Amid growing concern in the West about the vulnerability of large warships to very fast sea-skimming missiles, Russian news agencies have reported a successful firing test of the long-range hypersonic Zircon weapon. Coincidentally, India has recently been test-firing new versions of the medium-range supersonic Brahmos missile, which is a joint venture between India and Russia and is based on the P-800 Onix, one of several supersonic anti-ship cruise missiles in service with the Russian Navy. With Russian help, India is developing a hypersonic Brahmos II version, which could be based on the Zircon.
The Russian Ministry of Defense (MoD) chose not to comment directly on the reported Zircon test. But within hours of those reports, it issued a muted statement that the State Armament Program 2018-2025 calls for development and fielding of “principally new specimens of hypersonic weapons” along with “artificial-intellect robotic-technical complexes and weapons on new physical principles (phenomenon)”. The news agencies reported that the Zircon had been launched from an unspecified sea-going platform, and had reached Mach 8.
According to unofficial sources, prototypes of the Zircon were test-launched first from a Tu-22M3 swing-wing bomber in 2012-13. Launches from a ground platform followed in 2015, with first success achieved last year. Completion of state trials on the whole family is targeted for 2020. To speed up this and other hypersonic projects, the Russian government merged the two missile houses Raduga and NPO Mashinostroenia under the control of Tactical Missile Corporation (TRV).
The Zircon is designated 3M22 by the Russian MoD and represents a further development of the HELA (acronym for Russian “Hypersonic Experimental Flying Vehicle”) that was on display at the MAKS airshow in 1995.
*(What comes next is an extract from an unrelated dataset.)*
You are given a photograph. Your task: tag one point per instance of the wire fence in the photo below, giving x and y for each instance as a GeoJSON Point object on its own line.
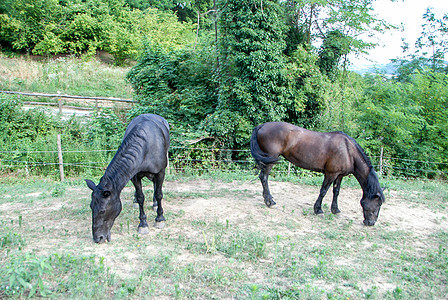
{"type": "Point", "coordinates": [189, 159]}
It is therefore believed to be a winged cruise missile with a lift-generating center body. A booster stage with solid-fuel engines accelerates it to a supersonic speed, at which point the scramjet motor of the second stage takes over. Its range is estimated to be from 135 to 270 nautical miles at low level, and up to 400 nautical miles in a semi-ballistic trajectory. The Zircon will be a family of missiles adaptable to various types of carriers and launchers, and so will be available in air-, surface- and underwater- launched versions.
The nuclear powered cruiser Admiral Nakhimov, which is currently being reworked in the shipyard at Severodvinsk, is expected to be the first capital ship to carry the Zircon, from 2018. Her current missile silos that carry the P-700 Granit (MoD designation 3M45) are being replaced with vertical launchers that can fire missiles of several types.
Exportable versions of the Zircon will be limited to less than 160 nautical miles (300 km), since Russia is a signatory to the Missile Control Technology Regime (MCTR). But now that India has signed up to the MCTR, the range of the current Brahmos design could be increased to 600 km, an Indian defense analyst told AIN.
The Brahmos is already operational as a land-attack missile with the Indian Army on wheeled erector-launchers. Last month, an enhanced version was test-fired from a mobile autonomous launcher “at a much higher range than the present,” according to a statement from the Brahmos joint venture. Brahmos is also already in service with the Indian Navy as an anti-ship missile. On April 21, an Indian warship test-launched a Brahmos missile against a land target for the first time. But test firing of an air-launched version from an Indian Air Force Su-30MKI has been repeatedly delayed due to integration problems. The latest published launch date is April.
The Brahmos has a different, “fire-and-forget” GPS guidance system to its current Russian counterparts that uses an Indian chip designated G3OM. The land-based target in the latest Indian test was 290 km distant from the INS Teg frigate that launched the Brahmos.
In theory, the range of the hypersonic Brahmos II could also now be extended to 600 km. It has been under development since an Indo-Russian agreement in 2008. A scale model of the Brahmos II was displayed at the Aero India show in 2013. At that show, the former BrahMos Aerospace CEO Sivathanu Pillai described it as "a completely new missile.” He continued: “In the future, cruise missiles can be intercepted by anti-missiles. Faced with this, we must work on the new version accelerating to above Mach 5 that can complete the mission. We need to make countermeasure systems and reduce missile's signatures. We need to make it from the proper materials able to withstand the heat from high speeds. It’s going to be a very complex technology…we need at least five years to develop it.”